I bring sandwiches for lunch, but that’s so I can spend money on merch and experiences. Either way, they get plenty of my money.
My son didn’t want to leave last week, and I told him, “Mommy has to go back to work so we can have more money to go back to Disney.”
 

TheVisionarySoul

Well-Known Member
I'm happy to comment on the annual pass holder programs in general. While I can't speak to confirm exactly which passes will go away next year, I can tell you the eventual plan is to kill off most of the annual pass system as we know it.

Here's what it might look like in the future:

First, the top tier pass will remain. People are willing to pay to not have to plan. But assuming you're not willing to pay that much...

I call it the Netflix Mail Order Strategy applied to park admissions. Passes will become subscription based, they will auto-renew annually, and you will have X number of days over a period of 1 year that you can visit. Depending on how many days you wish to go, that will determine the price of the pass (much like how many DVDs you wanted to rent at the same time determined the price for your Netflix mail-order subscription). However, the catch is that you'll need to make a reservation in advance to visit the park (Just like you needed to add DVDs to your queue with Netflix). So you can't just get up and go with these lower tier passes, you'll have to login to the app and see if the day you wish to go is available, and then you will book it. Depending on the caliber of the pass you buy, you may have more options to visit. Additional inventory (day admissions) will be released throughout the year depending on internal attendance forecasts. They also might have some free days thrown in the model too, which are days where you wouldn't really need to book anything in advance because the projected attendance is just THAT low. This is very similar to how Disneyland's new passport works. It seems to be very popular, and that should allow them to better predict attendance in the parks and even out the demand.

Again, I can't comment on how or when this will roll out in Florida. I can only verify that this is the longterm strategy, so get ready.
 

Minthorne

Well-Known Member
That's actually what we've been doing since 2017.

We decided to take a Disney break (though not specifically linked to the anniversary), so in 2017 we did an "everything but Disney" trip. Universal, Sea World, Busch Gardens. For that we bought Seasonal APs for Universal. At just over $300 they were a steal, and the blackout dates were all times we wouldn't want to go anyway.

We then discovered the joys of running off to Orlando for a few nights every 3 or 4 months when we could get cheap airfare and a good Passholder hotel rate.
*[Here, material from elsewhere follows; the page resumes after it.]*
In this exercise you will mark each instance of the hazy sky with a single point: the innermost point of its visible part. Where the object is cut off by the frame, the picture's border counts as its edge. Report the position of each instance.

Great way to escape and recharge. (My bf refers to it as his "quarterly therapy session") We renewed when it came time, upgrading to a 3-park Seasonal which was barely more than our original APs cost us, thanks to the renewal discount.

It's now been three years since our last WDW trip, and we're going back to Disney this December. We're not buying APs though. We'll see after our trip what our desire level is to return again quickly.

-Rob
When are you going in Dec? I’ll be at Boardwalk 12/13-21!
 

Corey P

Well-Known Member
So if Disney is located in your state, does that mean you would be a freeloader?😒
If you go a bunch of days not buying things, not staying in hotels etc. Then yes, your per day spending is way lower then the once every 3 or 4 years people. Doesn't really matter if it's in your state. Matter of how many hours you are hanging around the park over a year.
 

Steph15251

Well-Known Member
If you go a bunch of days not buying things, not staying in hotels etc. Then yes, your per day spending is way lower then the once every 3 or 4 years people. Doesn't really matter if it's in your state. Matter of how many hours you are hanging around the park over a year.
Then I am a freeloader since I do not say in the hotels too,I really have no reason to say in them.